Литмир - Электронная Библиотека

— Это ты та дура, которая отказывается от еды? — спросил офицер.

Зоя кивнула:

— Уверяю вас, мне очень хочется есть. Но для меня гораздо важнее получить разрешение написать письмо, что предусмотрено моим приговором, а также получать письма.

— Нам решать, а никак не тебе, на что у тебя есть права. Не начнешь с завтрашнего дня есть, будем кормить насильно. Уверяю тебя, процедура не из приятных.

Когда он ушел, никто не произнес ни слова.

На следующий день, когда Зоины сокамерницы готовились к ежедневной утренней прогулке, в камеру вошли две надзирательницы и мужчина, которого она никогда прежде не видела. Надзирательницы втащили маленький столик, на котором что-то лежало, прикрытое салфеткой. Одна из надзирательниц показала мужчине на Зою. Кивнув, он приказал:

— Уведите остальных.

Женщин построили в шеренгу и вывели из камеры. Мужчина повернулся к Зое.

— Вы отказываетесь от завтрака?

Зоя утвердительно кивнула.

— Ваш приговор предполагает, что вы должны прожить двадцать пять лет. Если вы не будете есть, вас будут кормить насильно.

Он подал знак надзирательницам, и те, встав по обе стороны от Зои, схватили ее за руки. Она пыталась сопротивляться, но была слишком слаба. Они потащили ее к койке, и Зоя до того, как ее повалили, успела заметить, что мужчина — как потом оказалось, тюремный врач — снял со столика салфетку и взял длинный шланг.

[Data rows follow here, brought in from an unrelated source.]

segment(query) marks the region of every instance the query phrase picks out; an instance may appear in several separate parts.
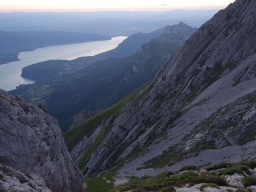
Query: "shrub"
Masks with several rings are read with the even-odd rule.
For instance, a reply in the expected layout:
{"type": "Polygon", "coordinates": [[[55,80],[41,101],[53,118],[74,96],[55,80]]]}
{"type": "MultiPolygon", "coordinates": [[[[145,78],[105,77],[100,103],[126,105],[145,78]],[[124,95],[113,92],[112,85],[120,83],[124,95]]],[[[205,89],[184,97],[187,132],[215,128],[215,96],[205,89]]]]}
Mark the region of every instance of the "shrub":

Она крепко сжала зубы, даже почувствовала горечь в горле, а затем потеряла сознание.

Когда она пришла в себя, горло саднило. Значит, они все-таки накормили ее.

Отказавшись от обеда, она приготовилась к неминуемым новым испытаниям, но врач не пришел Не появился он и вечером. И все же она знала, что он обязательно придет утром.

Но утром надзирательница принесла чай с хлебом и, не дожидаясь отказа Зои, протянула ей письмо.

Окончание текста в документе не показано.